Of course he did not have the psychological curiosity that gave Proust courage to confront his disordered life. But then, as his greatest book shows, Adams was not a novelist. The subject of his autobiography—which he disclaimed as one—is not personality, not even his own. Characteristically, it is history. And history deals with public, not private worlds. That is why, unlike fiction, it often seems to write itself, to follow the pattern seemingly implicit in public records. History lets us off as private individuals, and in reading history we are let off. As Adams said in the last chapter of his History of the United States During the Administrations of Thomas Jefferson and John Adams:

History had its scientific as well as its human side, and in American history the scientific interest was greater than the human. Elsewhere the student could study under better conditions the evolution of the individual, but nowhere could he study so well the evolution of a race. The interest of such a subject exceeded that of any other branch of science, for it brought mankind within sight of its own end.

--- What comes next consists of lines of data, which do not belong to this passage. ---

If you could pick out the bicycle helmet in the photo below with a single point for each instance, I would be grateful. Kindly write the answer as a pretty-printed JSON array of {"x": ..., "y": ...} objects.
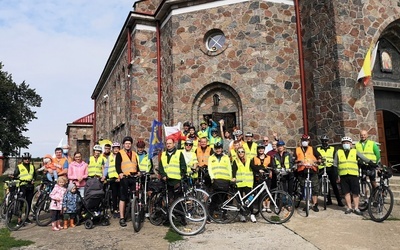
[
  {"x": 97, "y": 148},
  {"x": 324, "y": 138},
  {"x": 140, "y": 144},
  {"x": 305, "y": 137},
  {"x": 127, "y": 138},
  {"x": 26, "y": 155},
  {"x": 280, "y": 143},
  {"x": 345, "y": 138}
]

He was a man much preoccupied with ends. No one can doubt the delight that “the sense of an ending” brought to him, for the total design it could suggest. Within the spacious and even cosmic vistas of history that now engrossed him, no need to speak of the tortured historian himself. He broke off in the middle of his book and assumed the airs of a scientist—though no one quite knew what the subject of inquiry was. He played with magnets at his dinner table. He liked to surprise ordinary scientists by asking unanswerable questions. The world was running down and he was going to show why—in prose that would have to do for mathematics, but would be as elegant. Science was the new language. Like his own History, his nuova scienza would show that necessity unrolls in set quantities, and therefore could be fixed in the rhythms of his own prose. Science was even more comfortably impersonal than History, and the catastrophes it might visit on the human race could be discussed as easily as we discuss The Bomb at our dinner tables. It was another example of History rushing to its end, with man “the meteor mind” (Adams’s great metaphor) falling with History through infinite space.

No physicist, since Adams made use of a docile government scientist or two in the Nineties, has claimed to know what he was talking about in the “scientific” chapters of the Education.4 Yet physicists feel that they have no business with Adams anyway. For the future was compellingly real to Adams because the past was. If you think history naturally falls into a design, then you must anticipate how the story may end.

For Adams history was not just the past; it was the rhythm of “order rigorously consequent.” He saw human thought in a cosmic setting of impersonal forces driving thought into a corner and threatening it with a subject too great for its powers. So large was the sweep of Adams’s historical imagination, he wanted to see the whole shape, history as one great form, stretching from the past to a possibly calculable future. He wanted to determine the whole story at once—to carry the rhythm of his studies out to its final term—to catch the last reverberations as the meteor fell through world space. This intention belongs not to science but to art. So forceful a sense of style needed the future to complete the past.

(This is the final installment of a twopart article).

  1. 4

    The most painstaking study of Adams’s effort to create a “science of history,” William H. Jordy’s Henry Adams, Scientific Historian (Yale, 1952), concludes that Adams indulged himself and was perhaps ultimately a tourist in these countries of thought.